Идем смотреть. Склад оказывается небольшим чуланом, заставленным стеллажами с коробками, прямо у входа красуется несколько рулонов ткани – видимо, те самые тряпки. Эцаган утыкается в нижнюю полку и принимается там шуровать, бормоча на муданжском.
– Вот, футболка есть, – говорит с сомнением.
Футболка, да, черная, новая, бирочка не отрезана еще. Спереди во всю грудь лист каннабиса. В эту футболку меня можно дважды завернуть. Ничё, в качестве ночнушки пойдет. Беру.
Он роется дальше, достает строительные штаны на лямках, которые, по-моему, и Азамату велики, да еще и прорезиненные. Смотрит на мою физиономию, ржет.
– Боюсь, что больше ничего нет.
– А может, – кошусь на рулоны, – есть какая-нибудь простыня ненужная… Я бы сшила что-нибудь…
– А, так вы шьете! – резко воодушевляется Эцаган, вскакивая на ноги.
Это большая редкость?
– Ну так… Не то чтобы много, но умею, – говорю осторожно. Еще припашет всему экипажу носки зашивать.

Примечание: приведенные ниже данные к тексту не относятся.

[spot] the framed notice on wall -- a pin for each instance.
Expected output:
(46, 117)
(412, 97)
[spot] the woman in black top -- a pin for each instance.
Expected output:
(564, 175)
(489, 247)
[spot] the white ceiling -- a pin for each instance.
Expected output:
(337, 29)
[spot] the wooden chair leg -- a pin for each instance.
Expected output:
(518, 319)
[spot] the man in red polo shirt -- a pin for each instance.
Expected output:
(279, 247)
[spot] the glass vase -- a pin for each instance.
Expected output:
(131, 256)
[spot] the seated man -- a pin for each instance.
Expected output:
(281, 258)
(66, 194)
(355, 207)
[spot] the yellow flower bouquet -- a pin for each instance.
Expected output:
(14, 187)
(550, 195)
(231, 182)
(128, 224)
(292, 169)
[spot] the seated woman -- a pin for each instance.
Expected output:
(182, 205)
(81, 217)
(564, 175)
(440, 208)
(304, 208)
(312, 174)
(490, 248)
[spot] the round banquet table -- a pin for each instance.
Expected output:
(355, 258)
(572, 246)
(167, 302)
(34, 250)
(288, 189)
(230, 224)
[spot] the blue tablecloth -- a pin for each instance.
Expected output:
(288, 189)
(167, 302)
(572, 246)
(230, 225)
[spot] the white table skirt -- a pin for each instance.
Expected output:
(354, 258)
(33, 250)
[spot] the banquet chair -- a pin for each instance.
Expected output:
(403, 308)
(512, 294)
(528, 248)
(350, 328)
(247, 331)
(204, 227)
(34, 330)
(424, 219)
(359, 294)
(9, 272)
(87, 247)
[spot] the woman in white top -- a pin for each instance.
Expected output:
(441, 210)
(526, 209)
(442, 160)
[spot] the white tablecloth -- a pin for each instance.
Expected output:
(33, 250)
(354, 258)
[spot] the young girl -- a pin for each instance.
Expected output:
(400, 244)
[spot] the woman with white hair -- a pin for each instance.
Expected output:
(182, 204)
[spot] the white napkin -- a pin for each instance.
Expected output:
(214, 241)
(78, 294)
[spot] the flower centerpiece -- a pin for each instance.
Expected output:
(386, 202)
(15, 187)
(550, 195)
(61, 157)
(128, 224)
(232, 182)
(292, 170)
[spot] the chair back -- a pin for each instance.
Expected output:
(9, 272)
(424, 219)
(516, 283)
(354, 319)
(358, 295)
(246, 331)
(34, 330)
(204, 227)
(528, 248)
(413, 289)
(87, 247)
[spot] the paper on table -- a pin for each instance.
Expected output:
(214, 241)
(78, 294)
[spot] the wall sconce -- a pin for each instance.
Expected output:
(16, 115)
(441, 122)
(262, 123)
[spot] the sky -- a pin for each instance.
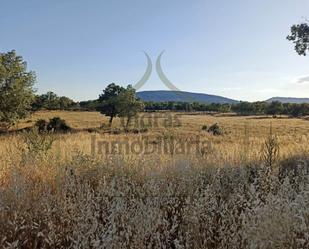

– Тогда не проблема, вон, берите Тирбишевы тряпки, я вам машинку дам, нитки и все на свете.
Ух ты, у них даже машинка есть?
– А Тирбиша спросить не надо?
– А он все равно не знает, что с ними делать. Ему подсунули в нагрузку к постельному белью, а на этом корабле, кроме меня, никто иголку держать не умеет. Я и от вас не ожидал.
– Ну почему же…
Вроде шитье во всех культурах женское дело, нет?
– Красивые женщины часто пренебрегают, – пожимает он плечами.
Зато красивые мужчины, видимо, нет.
Один из рулонов оказывается ковром, остальные – более или менее плотным хлопком. Все ткани довольно светлые, в жизнеутверждающий цветочек. Ничего, маменька на даче еще и не такое носит. Да и не только на даче…
Эцаган великодушно пускает меня к себе в каюту, где обнаруживается немаленькое трюмо, на котором ненавязчиво красуется пакетик с термобигудями. Они тут все голубые, что ли? Ладно, мне с ним не целоваться. Зато про кудри теперь понятно.
Рядом с трюмо большой комод, из которого Эцаган начинает проворно извлекать нитки, иголки, булавки, ножницы и, наконец, портативную швейную машинку весьма приличной фирмы. Меня в свое время на такую жаба задушила.
– Вам лучше всего расположиться в холле, – говорит мне, и я некоторое время соображаю, что он имеет в виду. – Там можно сдвинуть столики. А то в кухне Тирбиш ворчит, если столы не так стоят.
А, так это он про гостиную. Но она же проходная…
– А я там мешать никому не буду?
– А кого туда понесет среди дня?
Как выяснилось, понесло всех. По крайней мере раз каждые десять – пятнадцать минут обязательно кто-нибудь пройдет под благовидным предлогом, чтобы попялиться, как земная женщина кроит. Хорошо хоть я догадалась обмериться у себя в каюте. Зато теперь весь экипаж знаю в лицо. Кто застенчивее – только мимо проскакивает, а кто наглее – останавливается поговорить. Ох и достали…
Положение, как обычно, спасает капитан.
– Не возражаете, если я тут в уголке почитаю? – спрашивает он меня еще из коридора. Бук под мышкой как приклеенный.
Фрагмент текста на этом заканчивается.